A close encounter with the witty intellect and warm heart of the Nobel Prize-winning writer Isaac Bashevis Singer. Documentary director Amram Nowak captures the wry and self-deprecating charm of Singer in his New York apartment, and in the cafeterias and on the sidewalks of Manhattan and Coney Island. Singer recalls his youth in pre-WWII Poland, his adjustment to America, and his struggle to publish in Jewish newspapers where he was attacked for abandoning sentimentality in order to focus on "the great comedy and tragedy of the Jewish people." A masterful and funny film biography.

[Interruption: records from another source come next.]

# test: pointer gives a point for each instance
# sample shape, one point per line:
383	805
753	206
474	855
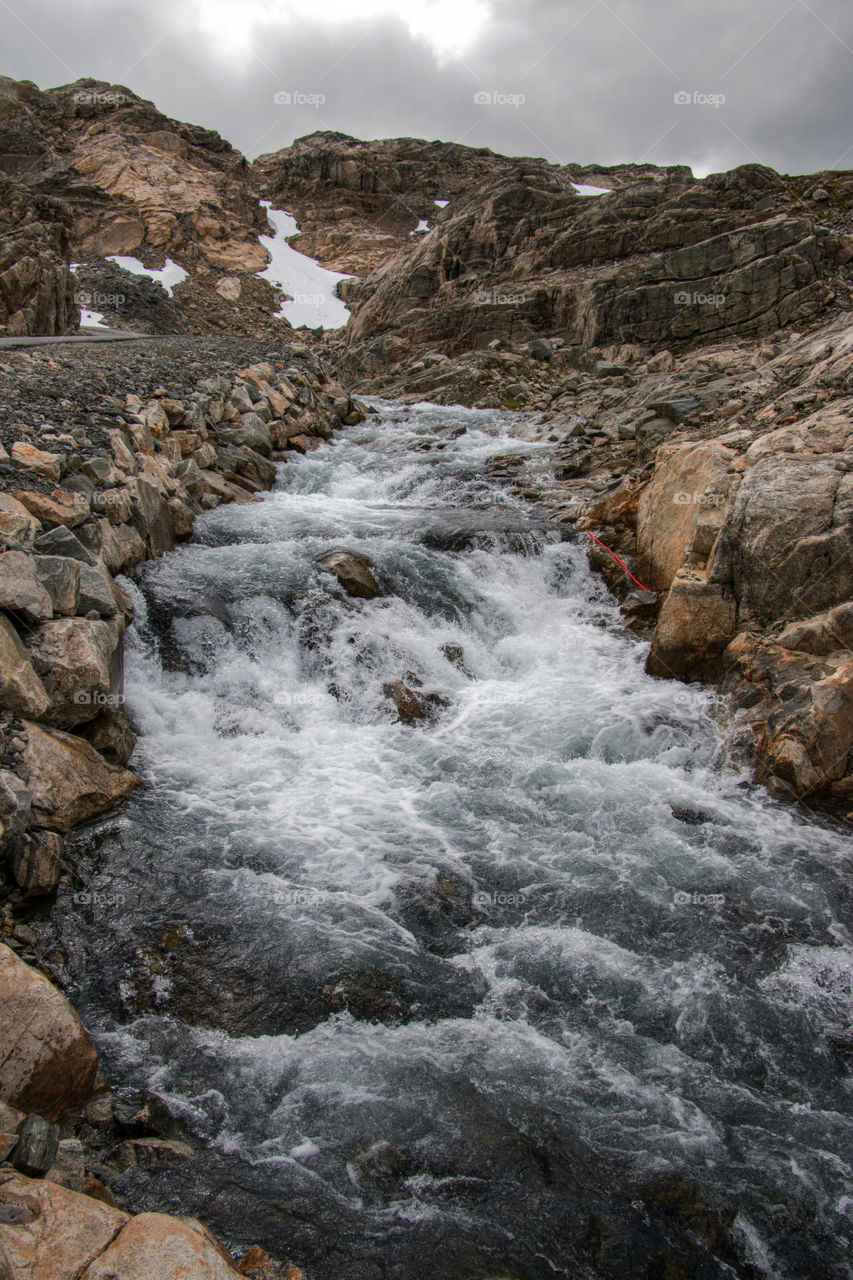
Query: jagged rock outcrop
661	260
36	287
115	176
48	1063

Amram Nowak is the President and Creative Director of the film production company which he founded in 1965. During this period, Mr. Nowak has produced, directed and/or written over 200 documentary and dramatic information films on a wide variety of subjects ranging from the breakdown of tribal society in Tanzania to American country music as well as two feature films and several television specials. His films have won over 100 awards from virtually every major film festival in the world. At present, Nowak is at work on four 60 minute films entitled They Came For Good, A History of the Jews in the United States, two of which have been completed, along with the help of his late wife, Manya Starr. They Came For Good is being funded by grants from the National Endowment for the Humanities, the Corporation for Public Broadcasting and a number of private foundations. In 1986, Mr. Nowak directed Isaac in America, an hour-long documentary on Isaac Bashevis Singer, the preeminent Yiddish writer and Nobel laureate in literature, for the American Master's Series of PBS. Isaac in America was nominated for an Academy Award for best documentary feature in 1986. In 1984, Mr. Nowak directed a one hour dramatization of a Singer short story entitled The Cafeteria, for the American Playhouse Series of PBS. It was selected by the MacArthur Foundation as one of the fifty best programs of any kind produced by PBS over the past decade. Amram Nowak's first feature film was King Murray, an innovative combination of dramatic and documentary film techniques about an insurance salesman on a gambling junket to Las Vegas. King Murray received wide critical acclaim and was an official U.S. entry in the Cannes Film Festival. John O'Connor, then the film critic for the Wall Street Journal, selected King Murray as one of the ten best feature films of 1969. In a totally different vein, Mr. Nowak's second feature film was a documentary called The Nashville Sound. It starred Johnny Cash, Loretta Lynn and Dolly Parton among others. Nowak began his career in the theatre working with several regional companies in the U.S. and the Chamber Theatre of Tel Aviv. He subsequently spent seven years with CBS-TV, ABC-TV and NET as a Producer/Director. Mr. Nowak received a B.A. degree in literature from the City College of N.Y. and an M.A. degree in drama from Syracuse University.